The West Coast mainline franchising fiasco shows that the current approach to outsourcing public services has serious flaws that need to be addressed – the much too complicated and secretive nature of outsourcing is the problem, rather than the people handling the process.
Last week Patrick McLoughlin, the new Transport Secretary, cancelled the West Coast Mainline franchise deal. The Department for Transport has been on a damage limitation exercise ever since, with McLoughlin blaming the fiasco on officials at the DfT “because of deeply regrettable and completely unacceptable mistakes made by my department in the way it managed the process”. Philip Rutnam, the Permanent Secretary at DfT, has also joined in telling staff that they must accept that the reversal was the fault of officials. Meanwhile, Kate Mingay, one of the three officials suspended by DfT (an ex-Goldman Sachs employee parachuted into the civil service because of her private sector expertise) has hit out at the way her role in the procurement has been portrayed by the Department.
Blaming officials is an easy way to distract from the substantive story: whether the current approach to franchising used by the DfT is fundamentally flawed. The Department argues that mistakes were made from the way the level of risk in the bids was evaluated due to human error – in particular the way in which inflation and passenger numbers were taken into account, and how much money bidders were then asked to guarantee as a result. But the assumptions about inflation and passenger numbers are dependent on the state of the UK and global economy and the ability of the future franchisee to bring in new customers. Colin Cram, writing for the Public Leaders Network, argues that: “…this enters the realms of guesswork and slight changes in assumptions can lead to different outcomes for contracts that may be for only three or four years, let alone 13.” If the Government’s own Office for Budget Responsibility continues to get its predictions on economic growth significantly wrong, how can we expect the assumptions made in the rail franchising process to be watertight?
This is not the first time that assumptions about economic growth and customer numbers has gone wrong, for example the previous experiences with the East Coast mainline or in the commissioning of welfare to work services. The Work Programme was designed for a far more positive economic climate than we now find ourselves in. DWP’s estimates of the number of customers in receipt of Employment Support Allowance have proven to be wholly unrealistic, with serious consequences for the business models of prime contractors and charities.
The risks associated with complex procurement processes such as the rail franchise are compounded by the secretive nature by which they are often conducted, behind a veil of ‘commercial in confidence’. As we’ve argued before, this ‘closed shop’ approach leads to poor decisions and a profound lack of public engagement – until something goes horribly wrong. The complexity involved also means a significant diversion of resources into the process of franchising rather than actual delivery of services. Franchising might work however if the process was more transparent and the assumptions about passenger numbers (and any other projections) were open to rigorous scrutiny by others outside of the process – so why isn’t it?

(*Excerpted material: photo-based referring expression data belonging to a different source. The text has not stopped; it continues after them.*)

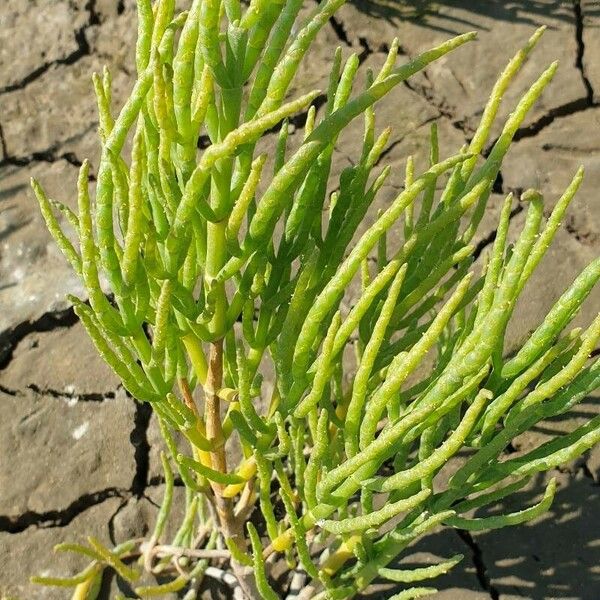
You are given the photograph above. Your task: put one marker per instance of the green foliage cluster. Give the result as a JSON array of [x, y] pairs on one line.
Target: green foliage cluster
[[218, 268]]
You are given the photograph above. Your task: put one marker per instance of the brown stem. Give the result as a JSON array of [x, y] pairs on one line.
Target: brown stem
[[231, 527]]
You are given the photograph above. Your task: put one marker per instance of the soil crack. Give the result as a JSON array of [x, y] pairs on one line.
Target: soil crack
[[477, 556], [58, 518], [83, 49], [49, 321], [139, 441], [579, 64]]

The West Coast fiasco has much wider implications that the policy establishment probably doesn’t want the public to consider. Cheryl Gillan, the former Conservative Welsh Secretary, has argued that a root and branch re-examination of the High Speed 2 rail project is needed if the public is to have trust in such a significant investment of public resources. Instead, plans for competition and outsourcing are being accelerated in prisons, probation services and health. In this context, the secretive, complex and bureaucratic nature of outsourcing needs to be addressed as a matter of urgency. If the public is going to be on board, then a public debate is needed on the merits and risks of delivering services in this way – which surely is what the Government’s open policy should be all about.
Fundamentally, the political establishment doesn’t engage the public in a debate about the merits of rail franchising because the public doesn’t support the idea. This ‘outsourcing by stealth’ approach wins neither hearts nor minds. Various surveys continue to show a strong majority of public opinion in favour of re-nationalising the railways – one recent survey found that 70% of respondents supported such a move. Impossible? New Zealand provides an example of such a policy put into action. Its rail and ferry network was privatised in the 1990s and asset-stripped and run down by an Australian outfit. It re-nationalised both in 2009. Michael Cullen, the then Finance Minister said privatization had “been a painful lesson for New Zealand”. Kiwi Rail in public hands has been able to invest in its long-term future whilst also generating significant financial and economic benefits for taxpayers in New Zealand.
Here, despite the strong public preference for a nationalised rail network, none of the three main political parties are committed to such a policy. At last week’s Labour Party conference, Ed Miliband and Maria Eagle made positive noises in this direction but no firm commitments. So we are left with an unpopular, risk-laden, fragmented rail network – and the policy establishment searching around for scapegoats when they should be looking somewhat closer to home.